Mas aqui estamos para anunciar o início das postagens sobre “O
Estrangeiro”. Avançaremos com essa obra-prima, crítica e instigadora das vidas
de vários de nós que a leram na adolescência/juventude. Certamente um marco da
produção Existencialista.
(...)
“Sua mãe falecida: Enterro
amanhã. Sentimos pêsames”.
Logo no começo do livro, vemos Meursault nos revelando
que sua mãe morreu... Alguns logo diriam que se trata de um tipo distraído ou
de um mau filho. Onde já se viu? Sequer sabia dizer se a mãe havia morrido no
dia mesmo em que recebeu o telegrama do asilo! Podia ter morrido na véspera!

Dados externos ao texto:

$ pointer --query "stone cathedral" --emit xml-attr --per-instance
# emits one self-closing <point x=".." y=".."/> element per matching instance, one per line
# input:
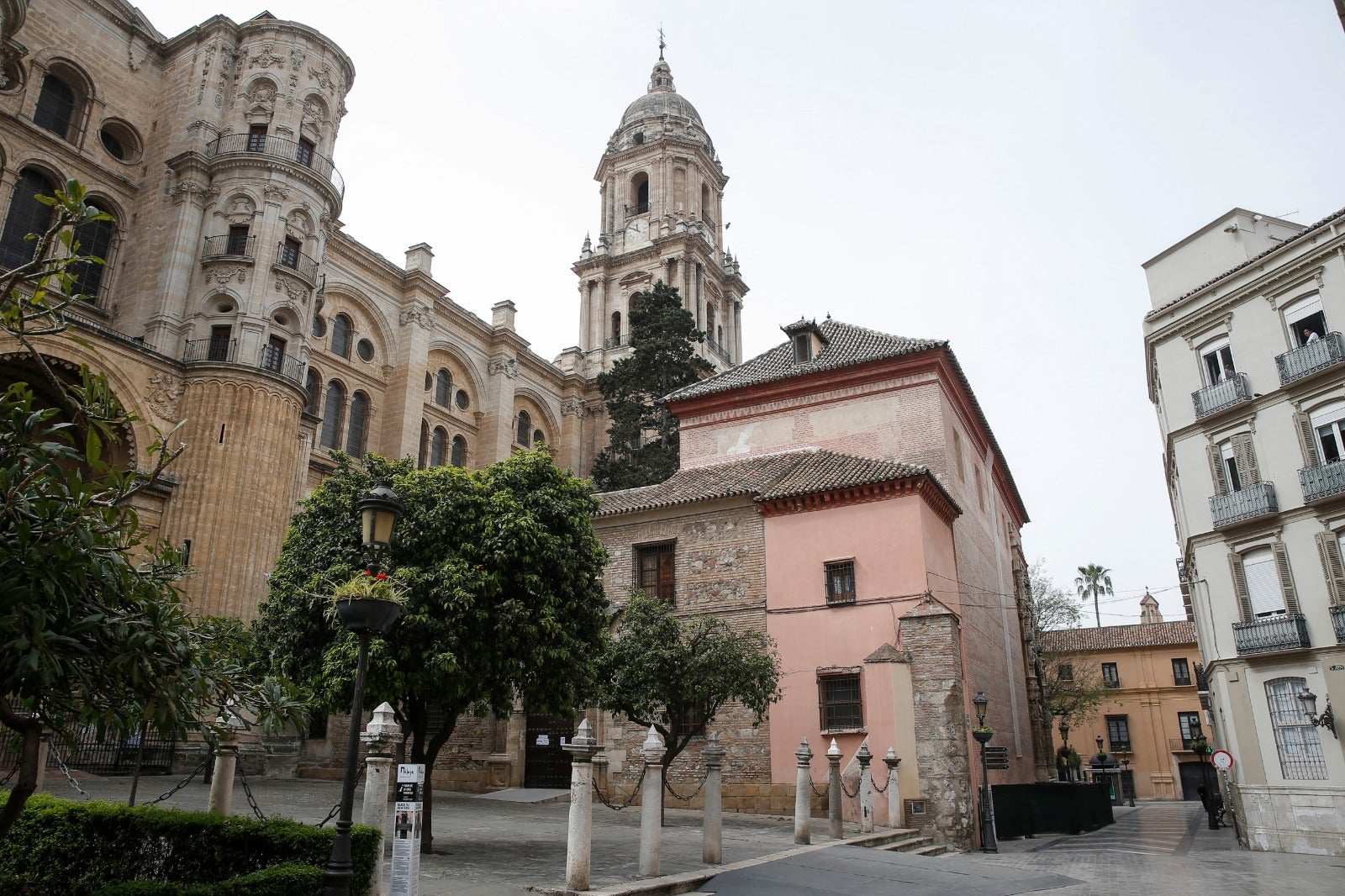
<point x="235" y="299"/>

Que tipo, este Meursault! Temos a clara impressão de que essa dúvida o
incomodou mais do que a triste notícia...
(...)
Meursault vivia em Argel.
Marengo*, onde se localizava o asilo, fica a oitenta quilômetros... O rapaz
pensou que se pegasse o ônibus das 14:00 chegaria à tarde, resolveria eventuais
pendências com a casa de idosos, passaria a noite no velório e poderia retornar
no dia seguinte, à noite.
*Vale destacar que Marengo era uma aldeia que tinha esse
nome ao tempo da colonização francesa; depois o lugar passou a se chamar
Hadjout.
Tudo calculado, Meursault adiantou ao seu chefe que precisava se afastar
do trabalho por causa do sepultamento da mãe. Pediu e lhe foram concedidos dois
dias de licença. Apesar de o homem não se mostrar muito receptivo à demanda do
subalterno, não criou caso e não recusou “a folga” já que o pretexto era dos
mais justificados.
O caso é que, tendo percebido o mal-estar do chefe no momento em que
solicitava os dois dias, Meursault achou por bem pedir desculpas e disse-lhe “a
culpa não é minha”... Sem dúvida, algo inusitado. Obviamente o outro não lhe
deu nenhuma resposta... Então o rapaz pensou que não devia ter dito nada, pois
era obvio que não tinha culpa de a mãe ter morrido e, por isso não lhe restava
outra coisa a fazer senão afastar-se do trabalho para cuidar dos procedimentos
próprios do sepultamento.
É como se tivesse pedido
desculpas... Mas no final das contas o chefe é que deveria ter lhe dado os
pêsames. Foi isso que Meursault acabou pensando.
(...)
Ele pensava sobre essas
coisas e ao mesmo tempo procurava minimizá-las. Cravou que certamente o chefe
lhe daria os pêsames assim que o visse enlutado depois de retornar de Marengo.
A
sensação lhe era das mais estranhas... No momento era como se nada de diferente
tivesse ocorrido em sua rotina... Era “como se a mãe não tivesse morrido”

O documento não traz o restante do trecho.